When a commitment becomes real
Understanding binding agreements, authority, and the approvals that protect you and the organisation.
Introduction
Contracts are not just legal documents, they are binding commitments that shape financial, operational, and legal obligations. In most workplaces, contracts show up everywhere, in vendor agreements, service engagements, MOUs, facility and funding arrangements, and more.
Understanding how contracts work helps prevent avoidable risk. Contracts are part of everyday work, even when we do not always call them that. It could be an email confirming terms, a signed agreement, or a document marked “draft” but already being acted on.
At its core, a contract is a promise the law is willing to enforce. Understanding the basics can help you recognise how and when commitments with third parties can carry legal weight and potential liabilities for the Corporation.
What Makes a Contract a Contract?
Under Nigerian law, a contract is an agreement enforceable by law. The courts consistently recognise four core elements:
Offer
A clear proposal of terms.
Acceptance
An unqualified agreement to those terms.
Consideration
Something of value exchanged between the parties.
Intention to create legal relations
A shared understanding that the agreement should have legal effect.
A common misconception
“If it is not signed, it is not a contract.” This is not always true under Nigerian law. Contracts can arise from email exchanges, letters, and conduct—acting on agreed terms.
Contracts should always be signed by authorised parties before implementation. A signed contract provides clear evidence of approval and protects both the staff involved and the organisation.
However, under Nigerian law, a contract may still be binding even if it is unsigned, where the parties act in a way that shows acceptance of the terms. This is known as binding by conduct. For this reason, no staff should proceed on any contract until the required approvals are obtained and the agreement is properly executed.

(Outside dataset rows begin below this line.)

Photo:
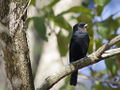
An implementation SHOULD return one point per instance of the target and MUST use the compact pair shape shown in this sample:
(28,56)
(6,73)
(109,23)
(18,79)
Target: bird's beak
(85,25)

Can a Contract Become Binding Even Though Unsigned?
In organisations, not everyone has authority to contract, but contracts can be enforceable even without signing. That is why conduct matters.
This was illustrated in the case of MTN (Nig) Communications Ltd v. Corporate Communications Investment Ltd (2019). The agreement was drafted by MTN and sent to the respondent for signature. The respondent signed, but MTN did not. However, both parties proceeded to transact business based on the agreement. MTN later terminated the arrangement without complying with the contract terms.
The respondent sued for wrongful termination, and the trial court awarded ₦25 million in damages against MTN. MTN appealed the decision, but the Supreme Court held that MTN could not take advantage of its own wrongdoing by deliberately withholding its signature while acting under the contract.
How Do I Know if I Have Authority to Act?
The authority to bind an organisation usually comes from Board resolutions, Delegation of Authority (DOA) frameworks, and internal policies. Under the Companies and Allied Matters Act (CAMA) 2020, companies act through their Board or authorised officers acting within delegated powers.
Staff must therefore ensure that, in their engagements with third parties, they have the necessary authority to negotiate or commit the organisation.
Every staff member should also understand the Delegation of Authority policy. If you do not have a copy, it can be accessed through CrediGuide, or Barr. Cred can help break down the different levels of authority and what they entail.
Why Authority Matters
Even a well-negotiated contract can create risk if it is signed by someone without authority. Approval thresholds and signing authority exist to protect the organisation, manage risk exposure, and ensure accountability.
Authority is not about hierarchy; it is about governance.
Process Is Not Optional
Legal review, procurement checks, risk and compliance, audit checks, and internal approvals are not formalities. They ensure consistency in contracts, compliance with policy, and protection for staff acting on behalf of the organisation.
Skipping steps may feel efficient towards achieving quicker results, but it can create long-term issues.
What This Means for You
If something feels like a commitment, it may already have legal implications.
Before proceeding, confirm the approval status, check delegated authority, and involve Legal, Procurement, and Risk and Compliance departments early on in negotiations and engagements with third parties.
That pause protects you, the organisation, and the integrity of the transaction.